Caleb wasn’t entirely satisfied with just looking for brown lumps in the picture. He decided to train his system to recognize the typical “pooping position” of his dog. The online map then shows likely points with localized targets. Caleb used DeepLabCut to analyze the animal’s position. This is an open-source method running on Python. It is for 2D and 3D markerless position estimation and is, of course, based on deep neural network learning.
But that’s not all. Caleb first just saw the poop in a real-time image on the website and went to pick it up according to the map on his phone. He later improved his software by adding a cheap robotic arm to the system, to which he attached a laser pointer. Using OpenCV, he was thus able to aim a glowing green dot at each excrement. In addition, his code optimizes the route of the walk, so he doesn’t run back and forth across the garden.
Oh, and because Caleb is a perfectionist, he applied the same algorithm that recognizes Twinky’s behaviour to himself. The system recognizes when Caleb lowers to poop and then erases the poop’s position from the database because it knows it’s been picked up. Brilliant. :-)
Computer-generated sleep podcast
Stavros Korokithakis loves falling asleep with fairy tales. So, with the help of machine learning, he created a system that generates slightly disjointed and surreal fairy tales and has a synthetic voice read them to him. The project uses OpenAI’s GPT-3 language generation to create content that sounds meaningful enough, but not enough to create a real plot. Perfect for falling asleep.
Stavros has really played around with the system, including creating dramatic pauses in the right places, using background music, and fading and amplifying audio.

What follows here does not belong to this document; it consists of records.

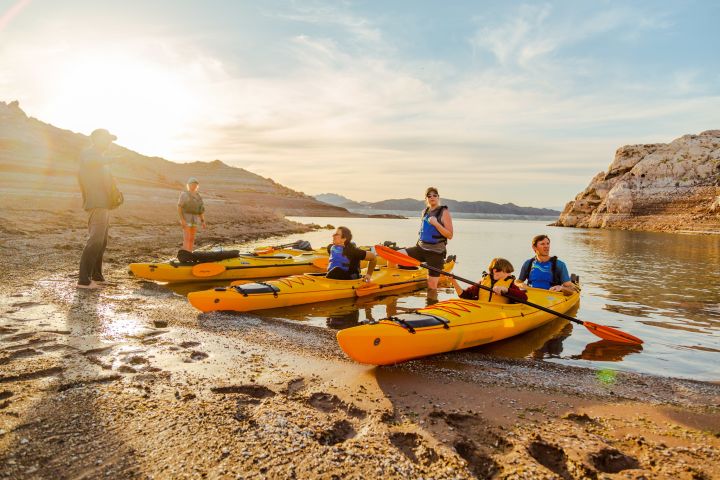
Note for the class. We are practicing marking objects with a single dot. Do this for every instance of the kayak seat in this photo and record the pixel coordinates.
(187, 257)
(411, 321)
(256, 288)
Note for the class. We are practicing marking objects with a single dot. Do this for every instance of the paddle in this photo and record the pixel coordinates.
(608, 333)
(265, 250)
(211, 269)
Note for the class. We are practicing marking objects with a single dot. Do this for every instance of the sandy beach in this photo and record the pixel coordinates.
(131, 382)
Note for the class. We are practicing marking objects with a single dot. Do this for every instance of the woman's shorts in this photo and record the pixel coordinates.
(192, 220)
(433, 259)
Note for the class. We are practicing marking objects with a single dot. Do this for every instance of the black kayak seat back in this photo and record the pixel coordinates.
(201, 257)
(418, 320)
(256, 288)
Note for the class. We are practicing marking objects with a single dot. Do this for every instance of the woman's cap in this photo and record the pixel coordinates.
(102, 133)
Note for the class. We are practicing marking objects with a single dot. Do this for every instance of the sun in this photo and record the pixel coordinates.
(152, 107)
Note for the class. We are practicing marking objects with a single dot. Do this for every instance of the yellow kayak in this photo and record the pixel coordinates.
(281, 263)
(244, 266)
(307, 288)
(449, 325)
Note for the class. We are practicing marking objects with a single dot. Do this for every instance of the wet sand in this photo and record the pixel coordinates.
(132, 382)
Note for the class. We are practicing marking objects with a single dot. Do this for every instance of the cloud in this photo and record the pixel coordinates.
(353, 113)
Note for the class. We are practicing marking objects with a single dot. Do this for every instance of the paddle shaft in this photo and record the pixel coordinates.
(534, 305)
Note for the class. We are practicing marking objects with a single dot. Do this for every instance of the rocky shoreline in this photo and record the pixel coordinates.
(131, 382)
(672, 187)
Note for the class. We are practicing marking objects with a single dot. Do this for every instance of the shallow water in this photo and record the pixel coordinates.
(662, 288)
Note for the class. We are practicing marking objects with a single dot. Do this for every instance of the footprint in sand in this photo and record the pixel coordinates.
(610, 460)
(474, 428)
(412, 446)
(294, 386)
(197, 355)
(482, 465)
(550, 456)
(327, 402)
(23, 353)
(4, 395)
(339, 432)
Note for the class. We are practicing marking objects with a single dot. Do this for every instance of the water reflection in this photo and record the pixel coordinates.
(645, 273)
(607, 351)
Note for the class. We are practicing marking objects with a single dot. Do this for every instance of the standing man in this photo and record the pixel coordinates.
(100, 195)
(544, 271)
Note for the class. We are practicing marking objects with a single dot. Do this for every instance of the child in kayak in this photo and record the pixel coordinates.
(345, 257)
(191, 211)
(504, 288)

For this, he used pydub, a Python library for manipulating sound.
You can find the code on GitHub here, and if you want to listen to the actual Dada Fairy AI podcast, click here.
A system that uses AI image recognition to detect when an infant is hungry
And one more time Caleb Olson. This time, instead of a dog, he decided to monitor his own offspring. He’s created something like a baby monitor, but on a much more sophisticated level. Again, he used body position recognition and facial expression recognition, and this time he used the Google Media Pipe Library.
Caleb also tracks lip movements, pacifier refusal, fist clenching and other markers in his system. The moment the system assesses that hunger is imminent, Caleb receives a text message and thus avoids the baby crying. Progress and parenting at their best!